Pour les éditeurs anti-virus, le "rootkit" est difficile à détecter : il doit absolument être détecté avant d'être installé, car une fois lancé, le "rootkit" devient invisible, même pour l'anti-virus. Jusqu'à présent, les techniques de détection des "rootkit" sur Windows étaient assez précaires, et la montée de la menace rendait ce problème préoccupant.

La solution "RootkitRevealer"

"RootkitRevealer" fonctionne sur Windows NT4 et supérieur, et propose une méthode de détection simple qui repose sur le fait que l'une des fonctions d'un "rootkit" est de cacher des fichiers.

Lorsqu'il est lancé, "RootkitRevealer" :

  • Effectue une première passe qui consiste à obtenir la liste de tous les fichiers du système en utilisant l'API normale de Windows.
  • Puis une seconde passe, où il construit une nouvelle liste de fichiers en lisant directement le contenu du disque, sans passer par les API Windows.

En comparant ces deux listes, "RootkitRevealer" met en évidence le fait que des fichiers sont cachés aux utilisateurs Windows.

Une partie de ces fichiers cachés sont des fichiers légitimes de Windows (les fichiers métadata de NTFS par exemple : $MFT ou $Secure), mais cette liste  est bien connue.
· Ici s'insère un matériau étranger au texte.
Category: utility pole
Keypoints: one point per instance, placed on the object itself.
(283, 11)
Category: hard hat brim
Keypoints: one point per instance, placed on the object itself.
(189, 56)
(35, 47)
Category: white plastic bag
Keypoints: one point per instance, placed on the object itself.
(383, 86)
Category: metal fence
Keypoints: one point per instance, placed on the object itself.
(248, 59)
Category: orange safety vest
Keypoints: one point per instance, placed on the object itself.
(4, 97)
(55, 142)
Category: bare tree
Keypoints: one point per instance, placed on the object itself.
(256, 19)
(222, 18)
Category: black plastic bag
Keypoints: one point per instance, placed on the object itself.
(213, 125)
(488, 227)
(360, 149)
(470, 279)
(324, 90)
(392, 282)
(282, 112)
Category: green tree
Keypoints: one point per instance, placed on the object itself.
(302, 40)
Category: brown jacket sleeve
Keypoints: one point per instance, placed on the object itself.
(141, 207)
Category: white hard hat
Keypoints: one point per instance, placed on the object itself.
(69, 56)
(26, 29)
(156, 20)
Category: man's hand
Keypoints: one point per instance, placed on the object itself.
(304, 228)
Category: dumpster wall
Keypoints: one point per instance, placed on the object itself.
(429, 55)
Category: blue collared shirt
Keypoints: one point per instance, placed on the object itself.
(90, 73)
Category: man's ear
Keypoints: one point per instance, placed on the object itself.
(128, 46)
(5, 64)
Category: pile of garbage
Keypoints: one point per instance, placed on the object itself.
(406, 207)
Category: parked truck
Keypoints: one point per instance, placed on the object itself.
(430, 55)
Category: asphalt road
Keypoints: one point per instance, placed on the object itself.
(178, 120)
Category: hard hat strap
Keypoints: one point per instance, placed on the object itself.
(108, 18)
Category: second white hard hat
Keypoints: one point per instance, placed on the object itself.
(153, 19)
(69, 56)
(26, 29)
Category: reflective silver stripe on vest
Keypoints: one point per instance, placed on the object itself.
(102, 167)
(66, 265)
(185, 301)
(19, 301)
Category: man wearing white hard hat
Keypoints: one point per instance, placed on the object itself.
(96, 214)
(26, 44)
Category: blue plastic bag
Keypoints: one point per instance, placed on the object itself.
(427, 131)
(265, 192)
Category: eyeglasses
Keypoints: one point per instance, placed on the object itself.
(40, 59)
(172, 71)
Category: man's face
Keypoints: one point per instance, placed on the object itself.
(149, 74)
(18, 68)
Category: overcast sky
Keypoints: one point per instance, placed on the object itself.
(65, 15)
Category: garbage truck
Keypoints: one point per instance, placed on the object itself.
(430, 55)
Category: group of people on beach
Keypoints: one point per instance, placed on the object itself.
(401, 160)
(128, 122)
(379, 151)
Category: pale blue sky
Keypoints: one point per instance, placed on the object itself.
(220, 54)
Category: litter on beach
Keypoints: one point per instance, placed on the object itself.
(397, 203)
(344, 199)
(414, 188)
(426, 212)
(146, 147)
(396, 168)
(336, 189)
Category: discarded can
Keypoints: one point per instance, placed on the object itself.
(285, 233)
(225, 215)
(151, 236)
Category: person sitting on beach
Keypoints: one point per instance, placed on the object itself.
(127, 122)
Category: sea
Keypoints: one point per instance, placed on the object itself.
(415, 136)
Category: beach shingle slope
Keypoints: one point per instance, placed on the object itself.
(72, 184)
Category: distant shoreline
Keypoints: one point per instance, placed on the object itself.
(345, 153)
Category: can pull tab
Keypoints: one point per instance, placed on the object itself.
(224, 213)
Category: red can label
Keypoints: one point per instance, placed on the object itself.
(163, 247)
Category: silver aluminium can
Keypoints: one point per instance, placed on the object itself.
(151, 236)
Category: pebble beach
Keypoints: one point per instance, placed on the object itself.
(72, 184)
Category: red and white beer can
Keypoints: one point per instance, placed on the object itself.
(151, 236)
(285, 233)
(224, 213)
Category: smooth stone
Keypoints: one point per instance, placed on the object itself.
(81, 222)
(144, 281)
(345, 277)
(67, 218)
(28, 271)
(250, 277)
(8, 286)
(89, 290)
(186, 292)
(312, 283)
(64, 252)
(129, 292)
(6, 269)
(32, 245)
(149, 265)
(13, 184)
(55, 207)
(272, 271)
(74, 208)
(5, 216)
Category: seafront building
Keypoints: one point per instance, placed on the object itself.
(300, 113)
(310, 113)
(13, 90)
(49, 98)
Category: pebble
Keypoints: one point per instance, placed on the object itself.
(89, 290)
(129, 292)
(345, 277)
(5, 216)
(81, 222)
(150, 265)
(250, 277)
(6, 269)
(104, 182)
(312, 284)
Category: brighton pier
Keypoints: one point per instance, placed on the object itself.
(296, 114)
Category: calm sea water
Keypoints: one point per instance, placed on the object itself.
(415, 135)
Tout autre fichier caché est très suspect, et indique en principe qu'un "rootkit" a été installé.

Cette méthode très simple de détection nous paraît très prometteuse, et constitue un outil précieux pour les investigations sous les systèmes Windows. Bien sûr, certaines précautions doivent être prises, et en particulier le binaire "RootkitRevealer" doit être renommé car l'une des premières réponses des pirates a été d'adopter un comportement particulier pour les processus ayant le nom "rootkitrevealer.exe".